The introduction of China’s “personal pension” system may have an impact on the real exchange rates under the conditions of an open economy. Real exchange rates measure the relative value of goods and services between two countries, taking into account inflation.
One potential impact is that the personal pension system could lead to an increase in domestic savings in China. This would increase the supply of loanable funds, shifting the supply curve for loanable funds to the right. As a result, interest rates would decrease, making domestic investment more attractive and increasing aggregate demand. This shift in demand could lead to an appreciation of China’s currency, as shown in the following graph:

In this graph, S_LF represents the supply of loanable funds and D_LF represents the demand for loanable funds. The intersection point represents the equilibrium interest rate ® and quantity of loanable funds (L). The vertical axis represents real exchange rates (e) while the horizontal axis represents net capital outflow (NCO).
An increase in savings leads to a rightward shift in S_LF from S_LF1 to S_LF2, reducing interest rates from r1 to r2. The reduction in interest rates leads to a leftward shift of NCO from NCO1 to NCO2. At this new equilibrium point, both e and L decrease.
Another potential impact is that if there is a lack of confidence in China’s pension system or concerns over government mismanagement, it could lead to capital flight out of China. This would reduce the supply of loanable funds available for domestic investment, shifting the supply curve for loanable funds to the left. As a result, interest rates would increase, making domestic investment less attractive and decreasing aggregate demand. This shift in demand could lead to a depreciation of China’s currency, as shown in the following graph:

In this graph, S_LF represents the supply of loanable funds and D_LF represents the demand for loanable funds. The intersection point represents the equilibrium interest rate ® and quantity of loanable funds (L). The vertical axis represents real exchange rates (e) while the horizontal axis represents net capital outflow (NCO).
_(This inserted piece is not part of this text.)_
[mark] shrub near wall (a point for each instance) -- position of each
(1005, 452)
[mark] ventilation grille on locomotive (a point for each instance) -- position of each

A decrease in savings leads to a leftward shift in S_LF from S_LF1 to S_LF2, increasing interest rates from r1 to r2. The increase in interest rates leads to a rightward shift of NCO from NCO1 to NCO2. At this new equilibrium point, both e and L increase.
Overall, the impact of China’s “personal pension” system on real exchange rates will depend on various factors such as the level of confidence in the system, government policies regarding domestic investment, and international economic conditions.